In the System.Data namespace, there's a ConnectionState enumeration. This has values like Open, Closed, Connecting, Fetching to represent the state of a database connection.
I pondered on whether a connection which is "Fetching" is also "Open". It turns out that ConnectionState is declared with the FlagsAttribute - The mono DocComment for this enumeration says it best:
/// This enumeration has a FlagsAttribute that allows a bitwise combination of its member values.
Great - so now I can do something like:
if((connection.State & ConectionState.Open)==ConnectionState.Open) ...
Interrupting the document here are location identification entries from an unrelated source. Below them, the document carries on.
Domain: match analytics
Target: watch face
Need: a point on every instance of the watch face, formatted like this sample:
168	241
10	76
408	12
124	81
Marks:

Wrong! Further down the MSDN documentation for ConnectionState, tucked away in the Remarks section is the following paragraph:
The values in this enumeration are not designed to be used as a set of flags.
Great. So the question is, which of the database providers follow the FlagsAttribute, and which follow the documentation comment? Does SQL Server treat ConnectionState as flags? Does the managed Oracle provider? Does Oracle's ODP.Net provider treat it as flags? etc.
Certainly there are many people who treat it like flags. There are equally many people who ignore it.
I think I know this history behind this debacle - if anyone knows for sure, I'd like to know. If you actually look at the ConnectionState definition, you will see that ConnectionState.Closed has a value of 0. This flouts the .Net Design Guidelines and I expect it to be raised by FxCop/CodeAnalysis. Go ahead and read that link if you're not sure why bitwise comparison with 0 is a bad idea. This means there are a lot of bugs about due to the use of Bitwise comparison of ConnectionState.Closed. So I suspect that the System.Data team realized they'd made a mistake and was unable to retroactively remove the FlagsAttribute - so their approach was to document the issue in an obscure remark.